Сезар насмешливо глянул на Северина.
— И как вы с ним общались? Помнится, ты с русским ладишь плохо.
— Ну, — развел руками Северин, — Ливий мне его как-то привел и говорит: дескать, я помог парню перебраться через несколько границ, в родной стране у него были проблемы с законом, и теперь он хочет начать все с начала. Вот, думаю, парень молодец, завязал с преступным миром, ступил на правильную дорожку. Поселил его в своем доме, накормил. А мужик у меня и спрашивает: когда работать-то будем? Мне деньги нужны. Я Халифу говорю: какую работу я могу ему дать? А он мне: ты же мечтал о синтетических наркотиках, вот тебе химик, приступай. Я спрашиваю: а говорить-то мы как будем? Он же ни по-арабски, ни по-английски ни слова не знает. И вот Ливий наливает мужику стопку водки, потом — еще одну, и еще. И происходит магия. Я с ним по-арабски, а он понимает. Но как только протрезвеет, забывает все напрочь. Потом-то я худо-бедно выучил русский. Времени у меня было маловато. Не то что у некоторых, — скосил он взгляд на Халифа, — что сидели в русской тюрьме. А водку мужик пил ведрами. Любил хорошую, дорогую. Я ее никогда не жаловал, но с ним распробовал. Особенно если пить, не закусывая.

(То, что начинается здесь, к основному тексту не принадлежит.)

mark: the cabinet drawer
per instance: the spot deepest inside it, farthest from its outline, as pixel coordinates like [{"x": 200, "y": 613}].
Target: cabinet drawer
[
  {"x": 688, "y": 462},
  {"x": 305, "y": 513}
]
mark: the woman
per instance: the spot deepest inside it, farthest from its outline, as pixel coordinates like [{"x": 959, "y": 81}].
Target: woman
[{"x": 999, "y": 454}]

— Ладно, звоните вашему химику, — сказал Сезар. — Где твоя белобрысая наложница, Ливий? Пусть несет кофе.
Глава шестая. Сезар. Прошлое
1962 год
Ливан
Пухлощекий мужчина в деловом костюме улыбнулся и пригладил волосы, щедро смазанные бриллиантином. За последние несколько минут он повторил этот жест раз десять, и Сезар подумал о том, что давно не встречал человека, который бы так плохо сдерживал эмоции. Они в компании Змея сидели на богато расшитых подушках в комнате, похожей на будуар супруги султана: куда ни глянь — золото, бархат, сотканное вручную кружево и парча. Хозяин дома, которого все ждали, был марокканцем, а в их культуре подобная безвкусица — обычное дело.